Visualizing COVID-19
- Topic: Data visualization
- Programming language: R
- Packages: dplyr, ggplot2, readr
- Algorithms Used: -
- Project URL: Github
In December 2019, COVID-19 coronavirus was first identified in the Wuhan region of China. By March 11, 2020, the World Health Organization (WHO) categorized the COVID-19 outbreak as a pandemic. A lot has happened in the months in between with major outbreaks in Iran, South Korea, and Italy. We know that COVID-19 spreads through respiratory droplets, such as through coughing, sneezing, or speaking. But, how quickly did the virus spread across the globe? And, can we see any effect from country-wide policies, like shutdowns and quarantines?
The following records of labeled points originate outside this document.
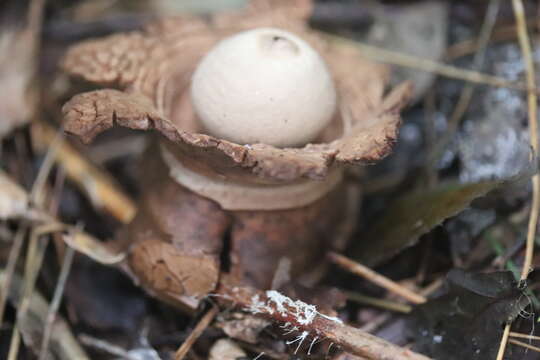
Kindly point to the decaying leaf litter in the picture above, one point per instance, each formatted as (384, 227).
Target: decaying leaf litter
(165, 268)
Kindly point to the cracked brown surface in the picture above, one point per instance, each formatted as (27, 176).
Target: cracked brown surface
(152, 69)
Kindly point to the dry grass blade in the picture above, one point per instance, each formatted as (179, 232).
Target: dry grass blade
(304, 317)
(34, 259)
(55, 304)
(504, 341)
(525, 345)
(376, 278)
(523, 336)
(525, 45)
(102, 190)
(381, 303)
(400, 59)
(532, 99)
(196, 333)
(467, 92)
(13, 257)
(65, 345)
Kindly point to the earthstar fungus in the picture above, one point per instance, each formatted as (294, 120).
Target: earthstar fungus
(228, 173)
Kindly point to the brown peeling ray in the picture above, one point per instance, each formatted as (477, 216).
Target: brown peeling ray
(154, 66)
(372, 140)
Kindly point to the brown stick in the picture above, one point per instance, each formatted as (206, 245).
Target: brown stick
(196, 333)
(376, 278)
(306, 321)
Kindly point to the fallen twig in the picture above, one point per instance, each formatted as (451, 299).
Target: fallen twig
(410, 61)
(196, 333)
(309, 323)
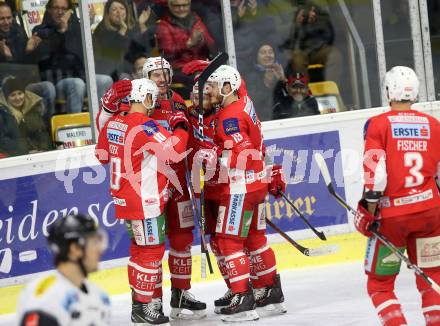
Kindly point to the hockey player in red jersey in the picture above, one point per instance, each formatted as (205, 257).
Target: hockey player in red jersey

Fortunately, organizations around the world have been collecting data so that governments can monitor and learn from this pandemic. Notably, the Johns Hopkins University Center for Systems Science and Engineering created a publicly available data repository to consolidate this data from sources like the WHO, the Centers for Disease Control and Prevention (CDC), and the Ministry of Health from multiple countries.
The dataset is taken from Johns Hopkins University Center for Systems Science and Engineering (JHU CCSE) Coronavirus repository which includes the cases between January 22nd to March 17th, 2020. Overall, the dataset includes the date, country, type of case, number of daily cases, and many other attributes.
We used readr, ggplot2, and dplyr packages to manipulate data frames and make plots in R.
Even though the outbreak was first identified in China, there is only one country from East Asia (South Korea) in countries with the most confirmed cases. Four of the listed countries (France, Germany, Italy, and Spain) are in Europe and share borders.